Потом была длинная-длинная ночь: они так и не смогли сомкнуть глаз до утра, мечтая о будущем счастье. И им даже в голову не пришло потратить эту ночь на другое — разделить ее на двоих, обнять друг друга и любить до изнеможения. И тогда уже уснуть глубоким сном счастливых любовников.

Поиском новых занятий и развлечений Мартин и Фьямма пытались заполнить ту пустоту, что образовалась на месте страсти, когда-то сжигавшей их, испепелявшей их души. Теперь эта страсть умерла. Желание уже не настигало их в любое время и в любом месте по многу раз на день. Любовь стала ритуалом, который они совершали сначала три, потом два раза в неделю, пока наконец не отвели ему навсегда ночь с субботы на воскресенье. Сегодня была не суббота, и любить не полагалось.

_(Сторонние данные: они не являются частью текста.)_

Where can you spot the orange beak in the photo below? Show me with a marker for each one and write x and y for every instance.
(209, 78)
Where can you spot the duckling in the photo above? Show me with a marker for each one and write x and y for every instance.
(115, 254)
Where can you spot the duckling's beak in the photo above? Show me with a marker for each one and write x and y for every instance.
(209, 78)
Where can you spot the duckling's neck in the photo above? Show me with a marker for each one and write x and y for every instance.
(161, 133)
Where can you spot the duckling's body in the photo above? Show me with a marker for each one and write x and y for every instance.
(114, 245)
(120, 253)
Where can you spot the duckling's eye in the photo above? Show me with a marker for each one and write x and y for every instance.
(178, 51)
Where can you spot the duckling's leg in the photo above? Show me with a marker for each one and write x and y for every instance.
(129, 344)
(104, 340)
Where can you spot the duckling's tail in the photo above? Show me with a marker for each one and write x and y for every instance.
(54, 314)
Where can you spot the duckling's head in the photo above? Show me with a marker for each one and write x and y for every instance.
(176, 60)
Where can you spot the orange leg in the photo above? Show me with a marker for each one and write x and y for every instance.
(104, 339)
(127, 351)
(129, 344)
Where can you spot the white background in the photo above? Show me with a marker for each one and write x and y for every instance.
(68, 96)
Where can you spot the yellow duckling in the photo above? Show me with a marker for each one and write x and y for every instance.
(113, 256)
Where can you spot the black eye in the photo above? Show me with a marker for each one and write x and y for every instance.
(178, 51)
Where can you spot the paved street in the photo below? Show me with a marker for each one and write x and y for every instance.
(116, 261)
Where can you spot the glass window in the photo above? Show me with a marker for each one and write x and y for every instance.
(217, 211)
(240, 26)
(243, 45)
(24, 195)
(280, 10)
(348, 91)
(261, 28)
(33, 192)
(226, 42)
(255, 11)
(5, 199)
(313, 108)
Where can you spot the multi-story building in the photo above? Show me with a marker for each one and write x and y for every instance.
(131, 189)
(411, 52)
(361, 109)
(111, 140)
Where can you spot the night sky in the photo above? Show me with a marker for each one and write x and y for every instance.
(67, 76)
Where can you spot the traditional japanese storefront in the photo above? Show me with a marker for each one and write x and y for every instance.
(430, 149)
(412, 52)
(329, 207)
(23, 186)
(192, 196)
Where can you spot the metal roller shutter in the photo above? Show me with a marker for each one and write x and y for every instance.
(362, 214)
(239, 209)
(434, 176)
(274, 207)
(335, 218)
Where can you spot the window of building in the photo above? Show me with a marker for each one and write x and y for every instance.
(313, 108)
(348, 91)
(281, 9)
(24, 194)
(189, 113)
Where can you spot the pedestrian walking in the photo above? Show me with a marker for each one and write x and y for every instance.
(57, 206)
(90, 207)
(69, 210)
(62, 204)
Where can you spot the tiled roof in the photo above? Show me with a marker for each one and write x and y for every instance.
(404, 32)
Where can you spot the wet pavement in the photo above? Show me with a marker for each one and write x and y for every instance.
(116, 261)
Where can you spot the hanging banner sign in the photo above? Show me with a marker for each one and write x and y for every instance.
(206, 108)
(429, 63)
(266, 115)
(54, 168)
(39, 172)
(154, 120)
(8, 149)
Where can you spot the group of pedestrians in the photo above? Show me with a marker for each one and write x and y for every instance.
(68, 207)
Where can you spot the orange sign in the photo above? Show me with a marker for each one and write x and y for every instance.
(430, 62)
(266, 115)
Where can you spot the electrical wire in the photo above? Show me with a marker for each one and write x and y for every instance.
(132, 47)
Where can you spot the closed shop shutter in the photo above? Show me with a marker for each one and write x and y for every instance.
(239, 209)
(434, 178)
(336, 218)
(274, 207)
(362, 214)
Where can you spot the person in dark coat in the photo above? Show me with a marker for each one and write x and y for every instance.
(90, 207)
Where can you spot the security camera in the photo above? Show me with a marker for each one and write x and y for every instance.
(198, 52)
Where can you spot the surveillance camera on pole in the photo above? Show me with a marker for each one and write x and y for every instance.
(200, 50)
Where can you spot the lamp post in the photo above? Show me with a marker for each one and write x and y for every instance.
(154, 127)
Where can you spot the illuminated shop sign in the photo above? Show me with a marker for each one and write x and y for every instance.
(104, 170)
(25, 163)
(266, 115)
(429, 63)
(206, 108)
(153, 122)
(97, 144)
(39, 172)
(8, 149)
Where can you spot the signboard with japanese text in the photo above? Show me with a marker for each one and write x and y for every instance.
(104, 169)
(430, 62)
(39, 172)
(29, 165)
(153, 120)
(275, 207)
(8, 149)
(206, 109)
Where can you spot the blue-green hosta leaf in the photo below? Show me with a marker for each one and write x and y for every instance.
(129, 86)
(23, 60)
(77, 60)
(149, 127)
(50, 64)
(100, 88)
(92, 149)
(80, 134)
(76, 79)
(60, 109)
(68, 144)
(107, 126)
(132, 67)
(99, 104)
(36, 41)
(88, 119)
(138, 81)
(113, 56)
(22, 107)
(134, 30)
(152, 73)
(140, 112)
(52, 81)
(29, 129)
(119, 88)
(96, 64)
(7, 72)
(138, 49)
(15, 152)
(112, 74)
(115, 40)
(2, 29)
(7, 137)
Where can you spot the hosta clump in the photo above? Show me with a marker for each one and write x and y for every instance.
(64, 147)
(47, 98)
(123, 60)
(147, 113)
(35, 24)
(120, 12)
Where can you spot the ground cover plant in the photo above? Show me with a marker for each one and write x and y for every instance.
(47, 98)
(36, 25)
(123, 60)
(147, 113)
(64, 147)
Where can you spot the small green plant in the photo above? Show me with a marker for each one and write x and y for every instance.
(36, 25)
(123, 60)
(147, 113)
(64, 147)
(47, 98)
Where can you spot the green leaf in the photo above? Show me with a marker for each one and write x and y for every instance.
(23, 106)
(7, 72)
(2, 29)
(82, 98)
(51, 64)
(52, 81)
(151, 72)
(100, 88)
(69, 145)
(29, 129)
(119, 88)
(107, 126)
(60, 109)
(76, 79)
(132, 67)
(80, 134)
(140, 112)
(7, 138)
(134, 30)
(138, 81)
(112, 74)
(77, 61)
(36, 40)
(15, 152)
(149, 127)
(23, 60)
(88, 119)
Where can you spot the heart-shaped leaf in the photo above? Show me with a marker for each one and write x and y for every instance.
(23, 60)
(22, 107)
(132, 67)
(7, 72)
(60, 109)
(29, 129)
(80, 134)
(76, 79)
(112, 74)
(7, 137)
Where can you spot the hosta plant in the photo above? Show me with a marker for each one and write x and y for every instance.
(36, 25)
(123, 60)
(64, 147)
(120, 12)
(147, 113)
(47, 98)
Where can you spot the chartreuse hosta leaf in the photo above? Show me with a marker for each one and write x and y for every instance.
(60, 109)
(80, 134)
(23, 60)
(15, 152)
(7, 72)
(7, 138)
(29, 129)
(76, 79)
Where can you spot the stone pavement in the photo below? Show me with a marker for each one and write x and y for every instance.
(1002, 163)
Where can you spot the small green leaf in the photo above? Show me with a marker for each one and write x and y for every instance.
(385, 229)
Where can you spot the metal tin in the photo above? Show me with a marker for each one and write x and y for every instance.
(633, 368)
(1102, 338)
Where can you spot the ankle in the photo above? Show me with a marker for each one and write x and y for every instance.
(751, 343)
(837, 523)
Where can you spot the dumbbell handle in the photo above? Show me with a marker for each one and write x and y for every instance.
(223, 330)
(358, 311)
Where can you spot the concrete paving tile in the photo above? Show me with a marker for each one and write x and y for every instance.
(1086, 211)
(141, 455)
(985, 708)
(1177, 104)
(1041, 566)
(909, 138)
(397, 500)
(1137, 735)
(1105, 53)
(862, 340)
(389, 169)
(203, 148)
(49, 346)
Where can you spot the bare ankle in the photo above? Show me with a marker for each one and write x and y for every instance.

Утром, войдя в ванную, Фьямма увидела отражение Мартина в зеркале. И очень удивилась тому, что он делал: Мартин надувал щеки, словно собирался дунуть с такой силой, чтобы вместе с выдыхаемым воздухом выбросить из своей жизни последние лет двадцать. Он кокетничал перед зеркалом — примерял улыбки, менял позы, принимал вид обязательного интеллектуала. Когда вошла Фьямма, он спросил ее, можно ли назвать его привлекательным. Фьямма засмеялась, обнимая его. Ей он всегда казался привлекательным. Адонисом его не назовешь, но красавчики Фьямму никогда и не интересовали. Она предпочитала умный взгляд, нежные, умеющие ласкать руки, увлека-тельную беседу. У Мартина все это было. По крайней мере в то время, когда они с Фьяммой только познакомились. Он до сих пор сохранил хорошую фигуру — не прилагая к этому особых усилий, в свои сорок семь лет Мартин был в прекрасной форме. Фьямма всегда удивлялась, видя его обнаженным (хотя предпочитала его одетым в черное). В нем было обаяние юного семинариста. Очень белая кожа, очень темные глаза и волосы. Не слишком высокий — всего на несколько сантиметров выше Фьяммы. Несколько раз их даже принимали за брата с сестрой — они не походили друг на друга лицом, но его черные локоны были точно такими же, как у нее.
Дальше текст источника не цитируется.